Next, we need to figure out a pattern to grab all of the repository links..

Looking at the main page (`https://github.com/NSS-Data-Analytics-Cohort-2`) we can see that all of the repository elements are included in a `div` element with the `id` equal to `org-repositories`. 
Within that `div`, there is an unordered list (`ul`) with separate list elements (`li`) containing our info. 

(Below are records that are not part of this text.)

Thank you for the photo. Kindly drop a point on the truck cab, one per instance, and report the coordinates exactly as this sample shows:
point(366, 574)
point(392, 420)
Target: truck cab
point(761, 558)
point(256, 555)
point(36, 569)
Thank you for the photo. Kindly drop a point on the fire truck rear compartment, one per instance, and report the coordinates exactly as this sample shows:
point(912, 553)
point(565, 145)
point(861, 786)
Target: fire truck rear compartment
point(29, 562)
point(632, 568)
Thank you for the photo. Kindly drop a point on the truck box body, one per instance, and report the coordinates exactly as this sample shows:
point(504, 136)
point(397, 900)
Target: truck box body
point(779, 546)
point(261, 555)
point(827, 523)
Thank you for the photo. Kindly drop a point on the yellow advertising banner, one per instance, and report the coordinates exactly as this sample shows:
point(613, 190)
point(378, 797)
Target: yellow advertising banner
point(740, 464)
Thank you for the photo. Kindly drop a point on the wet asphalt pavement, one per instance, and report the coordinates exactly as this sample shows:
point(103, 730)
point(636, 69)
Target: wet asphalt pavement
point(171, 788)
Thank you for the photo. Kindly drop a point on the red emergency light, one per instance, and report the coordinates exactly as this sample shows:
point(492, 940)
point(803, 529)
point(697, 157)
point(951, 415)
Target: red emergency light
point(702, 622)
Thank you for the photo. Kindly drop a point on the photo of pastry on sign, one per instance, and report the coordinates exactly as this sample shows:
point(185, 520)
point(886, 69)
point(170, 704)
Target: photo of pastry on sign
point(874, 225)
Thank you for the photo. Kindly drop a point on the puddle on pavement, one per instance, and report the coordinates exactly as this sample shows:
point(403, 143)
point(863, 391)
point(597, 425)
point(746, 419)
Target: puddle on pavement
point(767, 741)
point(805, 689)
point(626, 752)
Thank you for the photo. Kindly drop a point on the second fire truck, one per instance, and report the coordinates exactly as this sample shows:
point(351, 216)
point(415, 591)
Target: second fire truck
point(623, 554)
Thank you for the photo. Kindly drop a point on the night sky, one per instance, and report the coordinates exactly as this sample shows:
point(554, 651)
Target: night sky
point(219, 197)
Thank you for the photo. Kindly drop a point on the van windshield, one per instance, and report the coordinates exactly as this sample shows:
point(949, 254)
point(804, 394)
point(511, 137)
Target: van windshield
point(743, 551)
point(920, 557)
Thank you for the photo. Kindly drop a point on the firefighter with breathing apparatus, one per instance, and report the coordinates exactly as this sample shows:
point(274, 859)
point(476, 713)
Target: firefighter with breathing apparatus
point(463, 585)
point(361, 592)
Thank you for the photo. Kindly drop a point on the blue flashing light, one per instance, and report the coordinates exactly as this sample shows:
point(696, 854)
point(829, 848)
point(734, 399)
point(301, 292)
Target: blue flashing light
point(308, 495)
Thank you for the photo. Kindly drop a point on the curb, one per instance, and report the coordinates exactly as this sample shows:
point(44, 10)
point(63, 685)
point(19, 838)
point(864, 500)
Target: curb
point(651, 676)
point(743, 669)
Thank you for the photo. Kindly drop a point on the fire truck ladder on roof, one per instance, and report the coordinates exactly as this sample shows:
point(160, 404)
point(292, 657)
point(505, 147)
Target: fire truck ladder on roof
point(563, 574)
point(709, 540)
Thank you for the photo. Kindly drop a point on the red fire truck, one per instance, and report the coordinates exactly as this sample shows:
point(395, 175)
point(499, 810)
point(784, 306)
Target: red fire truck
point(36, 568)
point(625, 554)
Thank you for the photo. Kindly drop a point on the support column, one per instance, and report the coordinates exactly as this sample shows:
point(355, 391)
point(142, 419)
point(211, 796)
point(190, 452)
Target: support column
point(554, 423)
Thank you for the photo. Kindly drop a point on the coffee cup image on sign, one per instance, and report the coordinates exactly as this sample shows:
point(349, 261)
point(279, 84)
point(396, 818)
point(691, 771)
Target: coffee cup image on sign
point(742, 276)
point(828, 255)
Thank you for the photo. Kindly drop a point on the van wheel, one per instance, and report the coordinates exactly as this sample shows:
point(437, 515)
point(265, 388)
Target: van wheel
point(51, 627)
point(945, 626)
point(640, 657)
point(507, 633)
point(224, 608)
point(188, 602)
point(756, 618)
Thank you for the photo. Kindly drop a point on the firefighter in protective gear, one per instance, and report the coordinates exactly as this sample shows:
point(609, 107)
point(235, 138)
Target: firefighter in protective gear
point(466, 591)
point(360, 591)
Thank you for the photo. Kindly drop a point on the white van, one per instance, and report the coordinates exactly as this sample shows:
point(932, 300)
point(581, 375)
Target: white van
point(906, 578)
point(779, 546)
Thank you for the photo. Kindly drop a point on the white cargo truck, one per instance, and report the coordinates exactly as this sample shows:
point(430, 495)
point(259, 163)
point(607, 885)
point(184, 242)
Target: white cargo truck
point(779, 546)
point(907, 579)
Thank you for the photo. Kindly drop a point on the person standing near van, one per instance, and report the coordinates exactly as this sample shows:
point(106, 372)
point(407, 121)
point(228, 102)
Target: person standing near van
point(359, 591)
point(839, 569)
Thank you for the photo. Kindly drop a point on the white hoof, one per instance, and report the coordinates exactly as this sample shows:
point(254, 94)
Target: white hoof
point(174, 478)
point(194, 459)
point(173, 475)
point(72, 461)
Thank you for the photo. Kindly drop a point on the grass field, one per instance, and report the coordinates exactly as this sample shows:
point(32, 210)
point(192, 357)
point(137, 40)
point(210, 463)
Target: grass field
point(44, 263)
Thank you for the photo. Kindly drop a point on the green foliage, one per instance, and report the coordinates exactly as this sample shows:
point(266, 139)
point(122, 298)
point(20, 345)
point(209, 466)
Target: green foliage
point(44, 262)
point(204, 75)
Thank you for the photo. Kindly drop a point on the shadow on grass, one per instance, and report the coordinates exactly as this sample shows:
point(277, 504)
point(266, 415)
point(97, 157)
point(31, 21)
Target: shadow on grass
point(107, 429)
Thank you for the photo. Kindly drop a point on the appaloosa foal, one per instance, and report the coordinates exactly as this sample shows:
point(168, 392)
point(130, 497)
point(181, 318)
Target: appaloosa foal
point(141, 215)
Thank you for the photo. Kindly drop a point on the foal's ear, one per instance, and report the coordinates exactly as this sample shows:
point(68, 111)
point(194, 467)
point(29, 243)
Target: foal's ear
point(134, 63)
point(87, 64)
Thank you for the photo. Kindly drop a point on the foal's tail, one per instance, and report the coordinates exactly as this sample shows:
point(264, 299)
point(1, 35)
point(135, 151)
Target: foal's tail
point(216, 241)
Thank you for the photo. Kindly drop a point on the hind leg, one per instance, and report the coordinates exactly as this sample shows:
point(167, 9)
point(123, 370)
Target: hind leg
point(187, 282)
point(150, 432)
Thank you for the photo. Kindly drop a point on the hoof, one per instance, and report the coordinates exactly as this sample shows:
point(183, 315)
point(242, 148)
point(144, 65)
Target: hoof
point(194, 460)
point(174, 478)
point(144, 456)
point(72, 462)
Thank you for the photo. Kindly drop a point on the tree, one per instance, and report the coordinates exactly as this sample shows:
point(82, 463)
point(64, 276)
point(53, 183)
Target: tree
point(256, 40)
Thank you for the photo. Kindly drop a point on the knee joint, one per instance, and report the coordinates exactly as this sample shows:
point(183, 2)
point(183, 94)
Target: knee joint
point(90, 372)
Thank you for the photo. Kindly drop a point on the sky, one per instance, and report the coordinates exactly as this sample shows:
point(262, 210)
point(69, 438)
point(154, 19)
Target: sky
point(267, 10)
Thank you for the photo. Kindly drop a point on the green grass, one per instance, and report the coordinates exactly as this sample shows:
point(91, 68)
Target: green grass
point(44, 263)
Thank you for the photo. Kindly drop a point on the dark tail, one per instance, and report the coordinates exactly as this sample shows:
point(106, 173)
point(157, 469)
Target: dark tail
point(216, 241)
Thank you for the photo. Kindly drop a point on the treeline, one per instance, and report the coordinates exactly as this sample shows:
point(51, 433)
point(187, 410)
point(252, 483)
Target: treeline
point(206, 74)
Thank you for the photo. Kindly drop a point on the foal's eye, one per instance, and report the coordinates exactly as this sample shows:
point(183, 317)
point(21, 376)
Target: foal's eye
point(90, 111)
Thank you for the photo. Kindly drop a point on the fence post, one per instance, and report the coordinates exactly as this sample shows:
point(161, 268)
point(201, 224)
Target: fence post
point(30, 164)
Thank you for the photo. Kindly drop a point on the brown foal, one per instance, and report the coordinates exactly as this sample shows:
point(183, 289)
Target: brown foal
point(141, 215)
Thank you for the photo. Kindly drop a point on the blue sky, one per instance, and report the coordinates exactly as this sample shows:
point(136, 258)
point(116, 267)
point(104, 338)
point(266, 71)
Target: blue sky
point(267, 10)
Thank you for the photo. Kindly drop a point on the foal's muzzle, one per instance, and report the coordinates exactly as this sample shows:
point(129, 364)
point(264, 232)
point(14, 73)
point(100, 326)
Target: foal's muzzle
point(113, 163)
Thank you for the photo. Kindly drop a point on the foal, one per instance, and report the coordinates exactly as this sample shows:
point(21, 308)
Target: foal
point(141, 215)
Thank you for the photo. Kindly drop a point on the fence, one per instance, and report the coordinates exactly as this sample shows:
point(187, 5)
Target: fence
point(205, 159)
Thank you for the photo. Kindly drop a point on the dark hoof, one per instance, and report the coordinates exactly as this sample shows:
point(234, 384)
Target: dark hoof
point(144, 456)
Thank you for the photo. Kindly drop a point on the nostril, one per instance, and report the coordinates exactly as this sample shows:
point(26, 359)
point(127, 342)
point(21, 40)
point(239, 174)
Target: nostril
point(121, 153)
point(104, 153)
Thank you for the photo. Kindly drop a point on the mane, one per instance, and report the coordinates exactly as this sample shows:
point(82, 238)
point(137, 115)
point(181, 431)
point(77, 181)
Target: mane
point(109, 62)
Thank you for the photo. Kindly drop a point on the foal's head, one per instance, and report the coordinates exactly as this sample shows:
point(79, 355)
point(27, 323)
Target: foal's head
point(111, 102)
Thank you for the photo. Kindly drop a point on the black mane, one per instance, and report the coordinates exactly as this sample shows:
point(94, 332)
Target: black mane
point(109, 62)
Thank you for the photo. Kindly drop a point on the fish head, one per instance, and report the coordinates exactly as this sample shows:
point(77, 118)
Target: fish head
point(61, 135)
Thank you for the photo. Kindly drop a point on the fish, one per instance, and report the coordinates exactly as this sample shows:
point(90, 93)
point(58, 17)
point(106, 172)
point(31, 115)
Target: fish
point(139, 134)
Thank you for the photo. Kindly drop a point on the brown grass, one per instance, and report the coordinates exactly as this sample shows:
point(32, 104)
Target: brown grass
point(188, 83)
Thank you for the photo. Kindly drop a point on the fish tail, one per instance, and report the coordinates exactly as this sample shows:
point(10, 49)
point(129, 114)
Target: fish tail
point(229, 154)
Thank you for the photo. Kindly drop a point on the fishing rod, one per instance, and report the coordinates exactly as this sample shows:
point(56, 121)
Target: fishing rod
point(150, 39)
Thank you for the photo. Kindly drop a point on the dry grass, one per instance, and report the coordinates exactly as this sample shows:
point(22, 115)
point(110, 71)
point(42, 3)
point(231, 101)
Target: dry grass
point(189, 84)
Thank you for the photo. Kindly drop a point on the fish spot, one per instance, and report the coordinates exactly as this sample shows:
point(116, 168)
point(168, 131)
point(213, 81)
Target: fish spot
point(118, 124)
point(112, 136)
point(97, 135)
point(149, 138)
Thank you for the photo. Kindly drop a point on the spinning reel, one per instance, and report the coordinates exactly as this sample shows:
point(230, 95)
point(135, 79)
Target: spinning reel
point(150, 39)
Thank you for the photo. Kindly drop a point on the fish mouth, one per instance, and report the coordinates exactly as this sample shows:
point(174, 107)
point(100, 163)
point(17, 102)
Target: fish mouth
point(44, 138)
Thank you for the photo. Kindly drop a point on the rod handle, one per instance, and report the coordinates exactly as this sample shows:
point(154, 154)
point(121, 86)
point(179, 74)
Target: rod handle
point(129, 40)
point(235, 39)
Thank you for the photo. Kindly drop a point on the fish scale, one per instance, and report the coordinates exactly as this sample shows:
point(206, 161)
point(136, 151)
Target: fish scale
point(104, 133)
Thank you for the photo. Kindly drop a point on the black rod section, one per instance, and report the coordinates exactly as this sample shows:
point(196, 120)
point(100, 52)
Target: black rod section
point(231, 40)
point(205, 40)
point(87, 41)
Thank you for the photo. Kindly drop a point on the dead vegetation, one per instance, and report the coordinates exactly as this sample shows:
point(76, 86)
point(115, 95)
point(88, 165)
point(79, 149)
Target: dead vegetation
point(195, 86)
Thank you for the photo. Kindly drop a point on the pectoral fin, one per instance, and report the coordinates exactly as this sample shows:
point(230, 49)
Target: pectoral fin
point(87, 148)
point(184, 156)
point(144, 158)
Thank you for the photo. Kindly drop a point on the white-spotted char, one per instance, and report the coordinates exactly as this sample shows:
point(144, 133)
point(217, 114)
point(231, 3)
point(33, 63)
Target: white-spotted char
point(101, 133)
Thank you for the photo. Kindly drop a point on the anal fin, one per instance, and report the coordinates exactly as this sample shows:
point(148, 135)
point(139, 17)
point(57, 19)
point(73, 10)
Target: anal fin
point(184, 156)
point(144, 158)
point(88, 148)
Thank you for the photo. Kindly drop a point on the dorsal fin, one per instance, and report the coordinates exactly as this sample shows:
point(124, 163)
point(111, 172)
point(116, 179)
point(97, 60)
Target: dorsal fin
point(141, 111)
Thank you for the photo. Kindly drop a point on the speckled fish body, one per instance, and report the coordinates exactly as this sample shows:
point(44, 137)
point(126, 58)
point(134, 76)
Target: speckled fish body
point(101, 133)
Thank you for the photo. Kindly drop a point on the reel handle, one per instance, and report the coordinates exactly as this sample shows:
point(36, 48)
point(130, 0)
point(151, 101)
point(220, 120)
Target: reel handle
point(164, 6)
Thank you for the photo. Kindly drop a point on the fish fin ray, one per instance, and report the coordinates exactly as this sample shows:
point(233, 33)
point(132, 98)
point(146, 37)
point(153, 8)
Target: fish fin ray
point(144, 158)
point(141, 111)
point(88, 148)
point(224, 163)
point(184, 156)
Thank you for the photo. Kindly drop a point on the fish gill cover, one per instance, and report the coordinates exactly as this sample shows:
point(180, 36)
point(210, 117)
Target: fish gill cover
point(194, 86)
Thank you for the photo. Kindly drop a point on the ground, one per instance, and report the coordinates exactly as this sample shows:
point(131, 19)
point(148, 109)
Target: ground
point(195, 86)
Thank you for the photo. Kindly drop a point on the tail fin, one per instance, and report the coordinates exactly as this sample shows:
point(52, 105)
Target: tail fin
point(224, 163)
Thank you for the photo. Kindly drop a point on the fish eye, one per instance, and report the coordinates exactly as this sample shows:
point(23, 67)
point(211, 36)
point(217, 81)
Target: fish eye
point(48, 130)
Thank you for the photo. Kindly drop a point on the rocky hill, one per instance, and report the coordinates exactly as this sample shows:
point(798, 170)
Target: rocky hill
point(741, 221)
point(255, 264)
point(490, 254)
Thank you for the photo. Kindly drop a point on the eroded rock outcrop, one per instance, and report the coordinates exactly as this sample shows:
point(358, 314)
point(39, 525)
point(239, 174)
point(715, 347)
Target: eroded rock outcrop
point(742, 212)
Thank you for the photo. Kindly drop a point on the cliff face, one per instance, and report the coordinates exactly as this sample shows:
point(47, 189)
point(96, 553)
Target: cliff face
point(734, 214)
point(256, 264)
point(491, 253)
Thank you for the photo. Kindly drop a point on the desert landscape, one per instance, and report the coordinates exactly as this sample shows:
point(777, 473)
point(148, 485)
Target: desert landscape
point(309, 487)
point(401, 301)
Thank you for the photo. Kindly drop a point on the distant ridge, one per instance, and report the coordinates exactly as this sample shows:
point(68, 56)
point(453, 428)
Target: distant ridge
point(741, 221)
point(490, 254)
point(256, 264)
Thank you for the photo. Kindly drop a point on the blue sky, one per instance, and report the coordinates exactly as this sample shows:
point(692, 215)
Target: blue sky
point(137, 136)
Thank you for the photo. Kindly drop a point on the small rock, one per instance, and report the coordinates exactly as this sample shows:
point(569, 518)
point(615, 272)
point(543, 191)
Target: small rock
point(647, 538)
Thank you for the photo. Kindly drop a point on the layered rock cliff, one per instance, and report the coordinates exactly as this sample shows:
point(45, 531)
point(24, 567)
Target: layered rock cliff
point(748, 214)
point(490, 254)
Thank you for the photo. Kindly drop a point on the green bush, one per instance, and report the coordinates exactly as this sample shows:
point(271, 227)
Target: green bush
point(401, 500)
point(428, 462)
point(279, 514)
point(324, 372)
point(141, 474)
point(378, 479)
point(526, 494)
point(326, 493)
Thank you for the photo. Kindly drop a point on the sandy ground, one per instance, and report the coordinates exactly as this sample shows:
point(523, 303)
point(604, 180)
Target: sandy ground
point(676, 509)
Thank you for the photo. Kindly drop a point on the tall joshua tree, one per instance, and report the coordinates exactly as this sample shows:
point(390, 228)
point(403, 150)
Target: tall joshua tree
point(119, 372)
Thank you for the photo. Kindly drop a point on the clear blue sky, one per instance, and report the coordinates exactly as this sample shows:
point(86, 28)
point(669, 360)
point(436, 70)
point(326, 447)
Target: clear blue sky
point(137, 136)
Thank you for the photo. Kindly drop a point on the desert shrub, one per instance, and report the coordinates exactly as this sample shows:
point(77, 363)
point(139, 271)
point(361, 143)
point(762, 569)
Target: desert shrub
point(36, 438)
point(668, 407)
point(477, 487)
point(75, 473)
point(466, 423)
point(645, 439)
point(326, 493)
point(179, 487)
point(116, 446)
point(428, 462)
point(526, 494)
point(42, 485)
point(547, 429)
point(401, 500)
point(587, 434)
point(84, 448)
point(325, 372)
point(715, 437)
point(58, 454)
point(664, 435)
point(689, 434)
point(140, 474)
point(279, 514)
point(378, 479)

Let's try to access those for the first pass.

In [None]:
org_repositories = soup.find(id='org-repositories') \
    .find('ul') \
    .findAll('li')


print(f'Total repositories on page: {len(org_repositories)}')
print(org_repositories[0].prettify())

In [None]:
# Sweet. Now, let's grab the link for the first one.
# If we can grab that one.. We can grab the rest.
first_repo = org_repositories[0]
first_repo_a_elem = first_repo.find('a')
print(first_repo_a_elem.prettify())

In [None]:
# Now.. The link!
first_repo_a_elem.get('href')

---

### Goal 1.D

Ok. 
Now.. 
We have the ability to get all the links!
We just need to stitch all of our code together.

In [None]:
def get_page_soup(url):
    print(f'Fetching website data for: {url}')
    resp = requests.get(url)
    return BeautifulSoup(resp.text, 'html.parser')


def get_org_repositories(soup):
    print('\tGetting org repositories')
    return soup.find(id='org-repositories') \
        .find('ul') \
        .findAll('li')


def extract_org_repository_links(org_repositories):
    print('\tGetting links from repositories')
    return [repo.find('a').get('href') for repo in org_repositories]

In [None]:
all_links = []

for url in repo_pages:
    soup = get_page_soup(url)
    org_repositories = get_org_repositories(soup)
    links = extract_org_repository_links(org_repositories)
    
    all_links.extend(links)

In [None]:
# insert mic-drop here
all_links

In [None]:
print(f'Total number of links: {len(all_links)}')

---

### Goal 2.A

Next, we need to pull some information per repository.

> For every repository..
* Number of Commits (for the master branch)
* Number of branches

Like before, let's start with a single repository.

In [None]:
repo_link = all_links[0]
repo_link

In [None]:
# Just like before!
resp = requests.get(f'{GITHUB_URL}{repo_link}')
print(f'Status code is: {resp.status_code}')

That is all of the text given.